Checking the Status of the bonded LACP interface


You can check the status of your bond now from within Linux by using the /proc and /sys interfaces into the Linux bond driver.

$ cat /proc/net/bonding/bond0  
 
Ethernet Channel Bonding Driver: v3.1.1 (September 26, 2006)
 
Bonding Mode: IEEE 802.3ad Dynamic link aggregation
Transmit Hash Policy: layer2 (0)
MII Status: up
MII Polling Interval (ms): 100
Up Delay (ms): 0
Down Delay (ms): 0
 
802.3ad info
LACP rate: fast
Active Aggregator Info:
	Aggregator ID: 1
	Number of ports: 2
	Actor Key: 17
	Partner Key: 1
	Partner Mac Address: 00:77:54:71:a8:6f
 
Slave Interface: eth0
MII Status: up
Link Failure Count: 0
Permanent HW addr: 00:99:97:60:9d:48
Aggregator ID: 1
 
Slave Interface: eth1
MII Status: up
Link Failure Count: 0
Permanent HW addr: 00:00:85:60:9d:49
Aggregator ID: 1

You can check the bond from the switch.

Cisco IOS

Switch#show interfaces Port-channel 2
Port-channel2 is up, line protocol is up (connected)
  Hardware is EtherChannel, address is 001b.0dbf.ba17 (bia 001b.0dbf.ba17)
  Description: LACP Channel for mk2
  MTU 1500 bytes, BW 2000000 Kbit, DLY 10 usec, 
     reliability 255/255, txload 1/255, rxload 1/255
  Encapsulation ARPA, loopback not set
  Full-duplex, 1000Mb/s, link type is auto, media type is unknown
  input flow-control is off, output flow-control is unsupported 
  Members in this channel: Gi1/0/23 Gi1/0/24 
  ARP type: ARPA, ARP Timeout 04:00:00
  Last input 1d23h, output 00:00:01, output hang never
  Last clearing of "show interface" counters never
  Input queue: 0/75/0/0 (size/max/drops/flushes); Total output drops: 0
  Queueing strategy: fifo
  Output queue: 0/40 (size/max)
  5 minute input rate 0 bits/sec, 0 packets/sec
  5 minute output rate 5000 bits/sec, 7 packets/sec
     1060041 packets input, 193406916 bytes, 0 no buffer
     Received 18241 broadcasts (0 multicast)
     0 runts, 0 giants, 0 throttles
     0 input errors, 0 CRC, 0 frame, 0 overrun, 0 ignored
     0 watchdog, 11873 multicast, 0 pause input
     0 input packets with dribble condition detected
     3181997 packets output, 2735804051 bytes, 0 underruns
     0 output errors, 0 collisions, 1 interface resets
     0 babbles, 0 late collision, 0 deferred
     0 lost carrier, 0 no carrier, 0 PAUSE output
     0 output buffer failures, 0 output buffers swapped out

Dell PowerConnect:

Vty-0#show interfaces status port-channel 1
Information of Trunk 1
 Basic information: 
  Port type: 1000t
  Mac address: 00-30-F1-71-A8-82
 Configuration: 
  Name: 
  Port admin: Up
  Speed-duplex: Auto
  Capabilities: 10half, 10full, 100half, 100full, 1000full, 
  Flow control: Disabled
 Current status: 
  Created by: Lacp
  Link status: Up
  Port operation status: Up
  Operation speed-duplex: 1000full
  Flow control type: None
  Member Ports: Eth1/23, Eth1/24,

That’s is all the configuration work that I needed to perform.

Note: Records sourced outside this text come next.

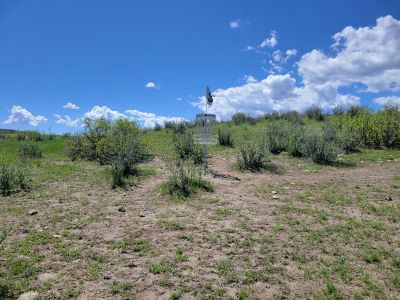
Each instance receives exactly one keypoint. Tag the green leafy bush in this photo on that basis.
(186, 148)
(28, 150)
(225, 137)
(295, 147)
(13, 178)
(278, 135)
(239, 118)
(185, 179)
(319, 147)
(314, 112)
(254, 155)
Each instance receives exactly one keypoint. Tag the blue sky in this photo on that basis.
(151, 60)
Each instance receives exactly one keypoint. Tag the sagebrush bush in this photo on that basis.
(319, 147)
(278, 136)
(239, 118)
(185, 179)
(186, 149)
(225, 137)
(28, 150)
(314, 112)
(13, 178)
(254, 155)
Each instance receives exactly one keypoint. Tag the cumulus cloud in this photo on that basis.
(249, 78)
(276, 92)
(152, 85)
(391, 100)
(66, 120)
(149, 120)
(367, 55)
(22, 115)
(145, 119)
(71, 105)
(98, 112)
(270, 42)
(234, 24)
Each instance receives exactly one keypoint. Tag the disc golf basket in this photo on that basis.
(204, 132)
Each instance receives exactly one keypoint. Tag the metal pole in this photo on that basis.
(204, 141)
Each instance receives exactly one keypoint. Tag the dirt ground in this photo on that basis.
(326, 234)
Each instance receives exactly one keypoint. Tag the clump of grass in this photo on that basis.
(225, 137)
(28, 150)
(186, 149)
(253, 155)
(185, 180)
(13, 178)
(320, 148)
(314, 112)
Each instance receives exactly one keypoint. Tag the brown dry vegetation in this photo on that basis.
(325, 233)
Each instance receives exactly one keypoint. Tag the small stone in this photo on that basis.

I hope it saves you time. I spent a while digging through dell’s site and the linux kernel docs to find the right combination of options. Please let me know if you had troubles with these directions or if you have questions. keith (at) backdrift.org

Additional docs on linux bonding driver https://www.kernel.org/doc/Documentation/networking/bonding.txt

48 Responses to “LACP – How to Configure Network Bonding in Linux”

  1. AntoineM Says:

    Hello,

    there is a problem in the file modprobe.conf, you write “options bond0..” but it is “options bonding…”

    thanks for this howto

    [Reply]

    MikeR Reply:

    Actually, the “alias bond0 bonding” makes “options bond0″ correct, since it’s really options bonding … ” I think it’s just there for clarities sake.

    [Reply]

  2. Gavin Says:

    Thank you. This was exactly what I was looking for. Very clear and easy to follow. Bonding/aggregating links to my storage node has solved a mysterious dying port problem on my powerconnect switch. Cheers.

    [Reply]

  3. Daniel Feenberg Says:

    Before I try this – I have a question. Will it allow a single process to transfer data over both ports to a single destination? That is, if I have 2 gigabit ports and want to copy a file will the copy use both ports and possibly go at more than 1 gigabit per second? Or is the selection of a port deterministic and the transfer will use only one port?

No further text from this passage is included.